Monday, February 11, 2008

Unlikely that Huckabee Will be McCain's VP

There seems to be a fair amount of scuttlebutt out there suggesting that Mike Huckabee is angling to be John McCain’s vice presidential pick. Some of this discussion comes from erstwhile supporters of Mitt Romney, claiming that that the other two worked together to tag-team their guy.

While there is no question that Romney suffered from competition by the combined forces of McCain and Huckabee, I think that it is highly unlikely that McCain would give any kind of serious thought to selecting Huckabee as his running mate. I doubt that Huckabee is on McCain’s long list of VP nominees, let alone his short list. Let me explain.

What does a candidate need to look for in a running mate? Should a running mate be selected to gain regional support? History shows that this rarely works. VP candidates do not tend to bring in votes from their region or even from their home state. Pundits talk about region like it’s important, but it turns out that it’s not really very important when it comes to actual votes. History also shows that the VP candidate rarely brings in votes from outside of the candidate’s party.

The main role a VP candidate plays during the campaign is to shore up the party base. They are sort of a cheer leader for the base. Wise candidates select running mates that provide the appearance to the base of balancing out the candidate’s perceived shortcomings.

Reagan picked Bush I (after trying for Ford) to reassure the moderate wing of the GOP, which had been strong prior to Nixon’s demise. As a moderate, Bush I picked conservative Quayle. That didn’t work out so well, because Quayle was not known for his conservative leadership. As a moderate Democrat, Clinton selected Gore, a solid liberal. Compassionate conservative Bush II partnered with Cheney, a defense hawk.

In each case, the candidate selected a running mate that was to help energize the registered party members. In each case, the candidate picked a running mate that had strengths where the candidate came up short in the party’s eyes. The same can pretty much be said of the candidates that lost. Very few people vote against a candidate based on his/her running mate, but a running mate can help determine the level of enthusiasm among party voters and workers.

The question then is whether Huckabee can energize the GOP base in ways that McCain cannot. On this point we must say that the answer is no. Huckabee has deep support in states with high concentrations of Evangelicals, but he generates little enthusiasm outside of that group. Polls show that even prior to Romney dropping out, two-thirds of Huckabee supporters listed McCain as their second choice.

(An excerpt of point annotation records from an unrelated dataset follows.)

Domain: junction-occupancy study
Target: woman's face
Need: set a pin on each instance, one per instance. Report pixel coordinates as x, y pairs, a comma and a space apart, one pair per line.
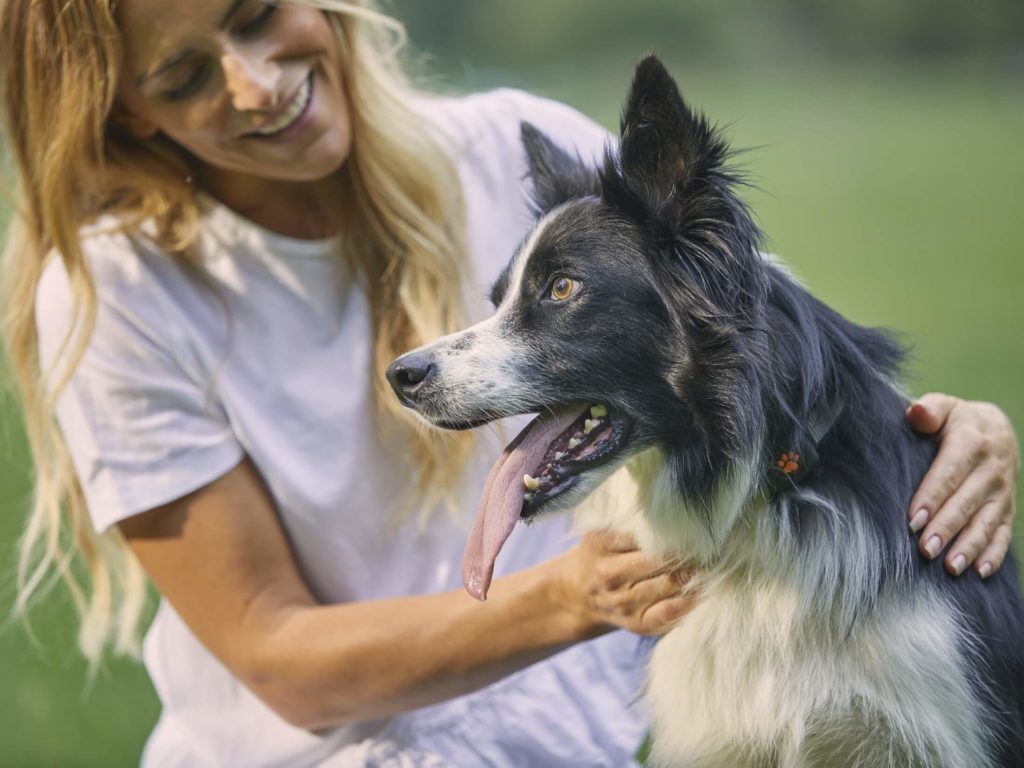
246, 86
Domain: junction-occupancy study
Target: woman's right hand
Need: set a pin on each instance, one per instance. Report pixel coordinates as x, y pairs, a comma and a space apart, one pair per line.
610, 584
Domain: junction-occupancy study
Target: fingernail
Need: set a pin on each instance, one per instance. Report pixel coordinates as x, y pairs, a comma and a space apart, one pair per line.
919, 520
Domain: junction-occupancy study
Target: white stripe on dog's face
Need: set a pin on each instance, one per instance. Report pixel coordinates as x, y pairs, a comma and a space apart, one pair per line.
478, 372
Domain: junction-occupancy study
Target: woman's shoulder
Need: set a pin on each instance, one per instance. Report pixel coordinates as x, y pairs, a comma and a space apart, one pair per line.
125, 271
487, 125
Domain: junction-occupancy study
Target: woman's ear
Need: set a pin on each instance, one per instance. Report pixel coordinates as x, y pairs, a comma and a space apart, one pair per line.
137, 126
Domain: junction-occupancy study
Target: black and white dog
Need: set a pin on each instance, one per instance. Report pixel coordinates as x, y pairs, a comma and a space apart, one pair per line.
766, 435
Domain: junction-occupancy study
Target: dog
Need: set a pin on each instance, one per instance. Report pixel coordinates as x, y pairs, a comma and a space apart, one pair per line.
767, 438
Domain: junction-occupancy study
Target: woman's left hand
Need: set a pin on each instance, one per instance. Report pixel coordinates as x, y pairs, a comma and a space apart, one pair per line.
967, 497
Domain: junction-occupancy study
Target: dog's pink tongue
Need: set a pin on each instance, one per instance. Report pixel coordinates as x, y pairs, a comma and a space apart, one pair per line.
501, 502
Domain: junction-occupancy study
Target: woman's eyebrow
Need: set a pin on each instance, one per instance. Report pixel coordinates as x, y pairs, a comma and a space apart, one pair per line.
176, 57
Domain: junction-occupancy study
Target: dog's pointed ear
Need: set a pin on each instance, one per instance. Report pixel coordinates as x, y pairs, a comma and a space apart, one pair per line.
557, 175
665, 146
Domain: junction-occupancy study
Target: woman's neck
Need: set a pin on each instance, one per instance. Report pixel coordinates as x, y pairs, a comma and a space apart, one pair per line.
305, 210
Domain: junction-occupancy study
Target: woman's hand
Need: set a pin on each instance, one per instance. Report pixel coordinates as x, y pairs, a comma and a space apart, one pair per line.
967, 497
609, 583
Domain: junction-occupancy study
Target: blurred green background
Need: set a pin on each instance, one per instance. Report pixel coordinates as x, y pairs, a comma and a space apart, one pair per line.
887, 145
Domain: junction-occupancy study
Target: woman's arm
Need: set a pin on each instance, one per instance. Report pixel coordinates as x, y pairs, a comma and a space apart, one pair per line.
967, 497
221, 558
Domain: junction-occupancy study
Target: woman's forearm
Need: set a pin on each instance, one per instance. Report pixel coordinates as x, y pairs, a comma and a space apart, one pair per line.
326, 665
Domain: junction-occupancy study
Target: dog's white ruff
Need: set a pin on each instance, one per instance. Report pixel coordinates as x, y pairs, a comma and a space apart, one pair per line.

In other words, McCain will get most of Huckabee’s supporters without even having to ask for them.

McCain is currently faltering with the conservative GOP base. Many of these people feel downright alienated by McCain. He needs to pick a running mate that helps shore up that base. He already has broad support, but he also needs deep support. Many conservatives are ready to sit out this election and watch McCain go down in flames. They don’t need him. But he needs them. Despite his appeal to independent and moderate voters, McCain still needs the deep conservative base to do the grass roots work.

In that vein, former PA Rep. Pat Toomey (President of the conservative Club for Growth) had this op-ed in the Wall Street Journal. He suggests the likes of SC Gov. Mark Sanford, SC Sen. Jim DeMint, IN Rep. Mike Pence, former TX Sen. Phil Gramm, and Forbes Inc. CEO Steve Forbes.

Secretary of State Condoleezza Rice’s name has been tossed around by some, but her close affinity with the Bush administration likely counts her out. Nor does she have any real record on fiscal issues that would appeal to conservatives. Some have suggested SD Gov. Mike Rounds. How about OK Sen. Tom Coburn?

McCain’s support among the GOP faithful, particularly among those that consider themselves to be conservative is poor. His overall support among actual Republicans is fairly weak. He already appeals to independents and moderate Democrats. What he needs in a running mate is someone that looks like a real tax cutting, anti-spending, social conservative. Huckabee fails on two of those three points. Having someone that looks strong (but not crazy) on immigration would help as well.

There are a lot of people that could help bolster McCain’s standing with the GOP conservative base as his running mate. Mike Huckabee is not among that number.

1 comment:

Tiffany said...

Perhaps of interest is the fact that the pro-Huckabee group, Trust Huckabee, is running anti-Romney robo calls in Virginia even though Romney is out of the race. Our primary is today. Do they fear a certain level of conservatives voting for him anyway? After all, he too has a fair share of problems with conservatives who don't view government regulation as the answer to every problem.